I am not going to start listing all the differences between this teaching job and others I've had, but I have certainly been struck by just how many things I, as a teacher, have always taken for granted. And I'm not just talking about things like interactive whiteboards and computer suites. I'm talking about things as simple as paper.
When it comes to teaching, paper is fairly fundamental; and although comments about how many rainforests have passed through the photocopier that morning are probably familiar in a lot of staffrooms, paper is not exactly rationed.
In the UK, I would not have thought twice about printing off a homework sheet for every child, and probably a few spares. Here, we print one copy per class, and the students have to organise themselves to make sure they copy down the questions.
I have often had students who have reached the end of a school year with a half empty exercise book, but come September are given a new one, leaving the empty pages of the last one unfilled. In my first lessons here I was surprised by the students asking "do we need a whole page, or a half" and it took a while to realise that this was because they didn't want to hand in a whole A4 sheet if they could fit their answers on a half.
Last year when my students handed in homework I expected it to be on a piece of A4 file paper, and if they gave me part of a ripped off sheet, or their homework on the back of a page that had clearly already been used for something else, I would have been thoroughly unimpressed; now I'm having to learn to accept that a torn, pre-used piece of paper is being handed in, because paper is precious.
It has added to the learning curve of teaching in a very different situation and I am having to adapt to using resources in a very different way. For example, there are no reading books for the students here (another thing I have always taken for granted), but my thoughts of printing off sheets of text for them to practice reading have had to go out of the window.
We don't have much involvement with the main fee-paying school here, but even there it seems clear that the resources aren't as good as those we take for granted in UK state schools. In TVED it is an even more stark reality.

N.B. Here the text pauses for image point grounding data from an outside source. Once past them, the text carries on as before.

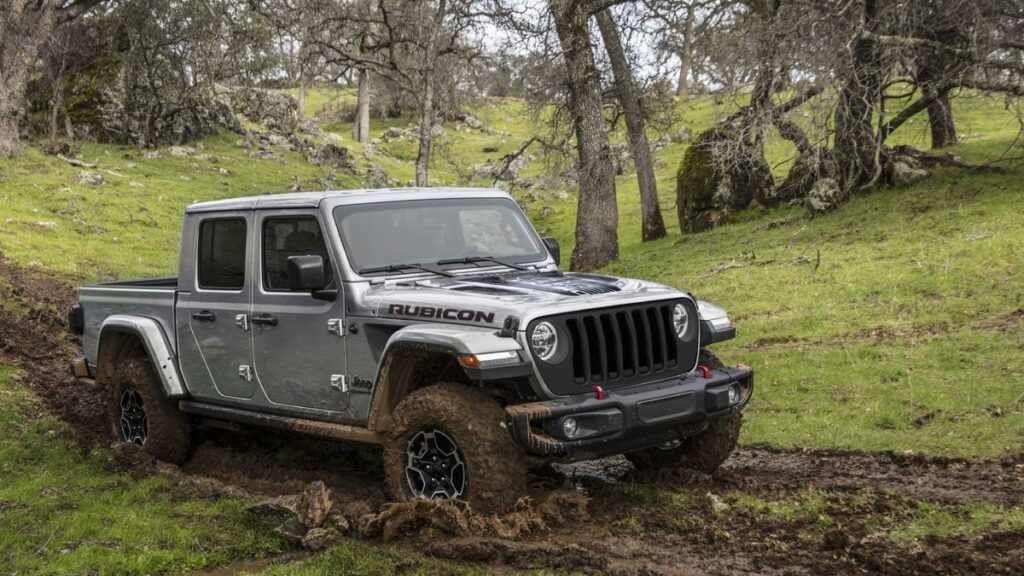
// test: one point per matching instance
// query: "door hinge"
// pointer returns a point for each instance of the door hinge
(336, 326)
(339, 382)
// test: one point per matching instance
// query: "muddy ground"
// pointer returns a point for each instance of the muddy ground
(594, 517)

It has made me very aware how much we take for granted, and that we have a lot more to be thankful for than we remember to appreciate. In some ways, it is good that we are able to take so many things for granted; but I guess it has also brought home how dangerous a road we travel if we start to allow those things to be eroded away; if we cut budgets because the value of something can't be counted in economic productivity: the last thing I would want for UK schools (environmental issues aside for a moment) is for them not to be able to take for granted photocopying an interesting resource for thirty children.